The plaintiff, Algren Watch Findings Co., Inc., is the present owner of United States Patent No. 2,053,841 which was issued on September 8, 1936, for an invention consisting of a method of making from wire stock a watch strap buckle frame having inside right-angle corners. The application for the patent, which was filed February 8, 1936, outlines the method of making the buckle frame in three steps as follows: the round wire stock is bent into a bow-legged U shape; the frame is then placed in a die and swedged causing the buckle to be flattened and to take its final form having right-angle inside corners; and finally, the corners of the ends are clipped so that the ends are rounded rather than square.

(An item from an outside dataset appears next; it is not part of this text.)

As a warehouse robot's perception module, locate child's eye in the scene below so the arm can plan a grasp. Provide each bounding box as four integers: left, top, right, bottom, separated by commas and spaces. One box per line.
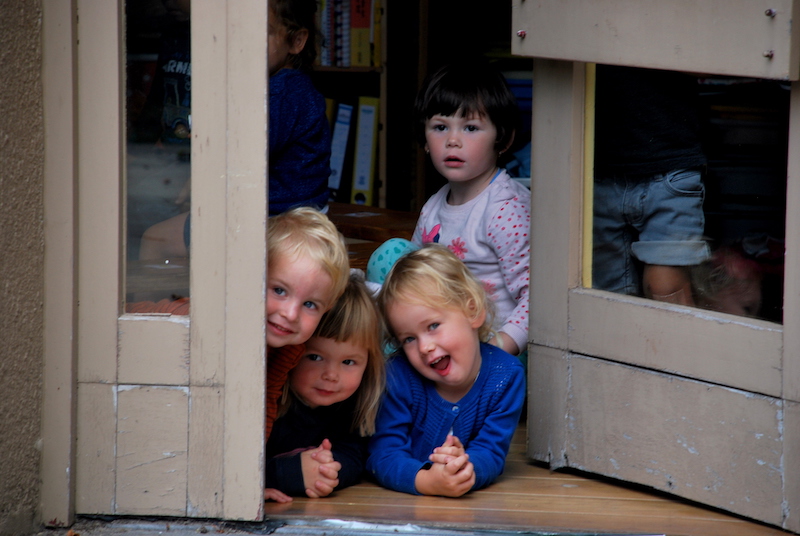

The plaintiff and its predecessor Algren Manufacturing Co., Inc., designated the buckle produced by the patented method as the No. 800 and manufactured about $1,000,000 worth of No. 800 buckles since the discovery of this method. The complaint in this action charged the defendant with infringement of the patent by use of the method and also charged him with unfairly competing with Algren by his unauthorized use of the process to manufacture and sell buckle frames having the same distinctive design as those of Algren. The answer challenged the validity of the patent on several grounds among which was the plaintiff's public use of the patented method for more than two years prior to the filing of the patent application.1 This defense was upheld by the district court which found that the method had been commercially utilized by the plaintiff for at least four years before the application was filed. The court also found no evidence of unfair competition although it dismissed that claim for lack of jurisdiction, and awarded the defendant $2,500 counsel fees.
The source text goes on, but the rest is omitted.